Which brings us back to enforceability in those West Country forces. The thin blue line of police working a decade ago in rural communities has nowadays become vanishingly thin. With cost-of-living crimes such as theft of farm animals and equipment to deal with, are there the resources to spare on arresting people with some relatively low THC, homegrown cannabis on the grounds that they are in possession of a class A substance? Can the courts deal with all the prosecutions, and prisons house the convicted criminals?

Similarly, consistency needs to be considered. In the UK, other people are allowed to spend their money legally on things which they consider recreational, but which can cause harm to health, addiction, and can lead users to harm others. Alcohol and gambling are not only legal—businesses can also advertise them as long as they comply with regulations. In relation to children and young people, the reach of online gambling and its potential for harm is causing particular concern. As of this month, stars can no longer be used to advertise gambling to target under-18s.

“Overall, alcohol was the most harmful drug (overall harm score 72), with heroin (55) and crack cocaine (54) in second and third places.”

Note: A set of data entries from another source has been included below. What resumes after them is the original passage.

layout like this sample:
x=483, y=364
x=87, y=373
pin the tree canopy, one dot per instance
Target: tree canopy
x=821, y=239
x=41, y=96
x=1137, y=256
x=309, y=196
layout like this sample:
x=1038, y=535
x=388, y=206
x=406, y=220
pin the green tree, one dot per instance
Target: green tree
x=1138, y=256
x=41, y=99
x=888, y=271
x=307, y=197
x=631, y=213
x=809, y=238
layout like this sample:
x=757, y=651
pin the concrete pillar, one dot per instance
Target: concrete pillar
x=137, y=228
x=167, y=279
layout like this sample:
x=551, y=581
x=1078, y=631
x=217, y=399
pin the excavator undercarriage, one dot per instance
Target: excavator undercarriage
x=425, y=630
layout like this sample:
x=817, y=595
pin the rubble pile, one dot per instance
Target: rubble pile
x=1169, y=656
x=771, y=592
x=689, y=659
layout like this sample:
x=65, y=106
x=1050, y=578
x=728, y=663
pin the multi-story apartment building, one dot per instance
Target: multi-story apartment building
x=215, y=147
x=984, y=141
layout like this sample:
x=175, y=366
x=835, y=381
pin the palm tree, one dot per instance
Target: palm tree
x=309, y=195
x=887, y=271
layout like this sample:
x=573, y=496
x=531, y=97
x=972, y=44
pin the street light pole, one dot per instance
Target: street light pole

Professor David J Nutt and others, Drug harms in the UK

An article published in the Lancet in 2010, Drug harms in the UK… (Professor David J Nutt and others) compared the harm caused to users and to other people by various substances:

“MCDA modelling showed that heroin, crack cocaine, and metamfetamine were the most harmful drugs to individuals (part scores 34, 37, and 32, respectively), whereas alcohol, heroin, and crack cocaine were the most harmful to others (46, 21, and 17, respectively). Overall, alcohol was the most harmful drug (overall harm score 72), with heroin (55) and crack cocaine (54) in second and third places.”

Of the 20 drugs ranked, while alcohol was most harmful, with tobacco in sixth place (scoring 26), cannabis was eighth (scoring 20—that’s 52 lower than alcohol). With the increased potency of cannabis in the intervening 12 years, it would be interesting to see how it would score now.

Mr Sidwick thinks that reclassifying cannabis as a class A drug would bring clarity. What is clear, when you look at cannabis in a world context, is that the nexus of matters relating to it is complex. There is a multiplicity of checks and balances; cannabis has a role in healing and in harm. Jurisdictions with a legal, regulated supply to adults still have challenges with illicit drug dealing. Jurisdictions with the harshest penalties still have challenges with illicit drug dealing.

Whatever the solution is, it’s clear that it won’t be simple.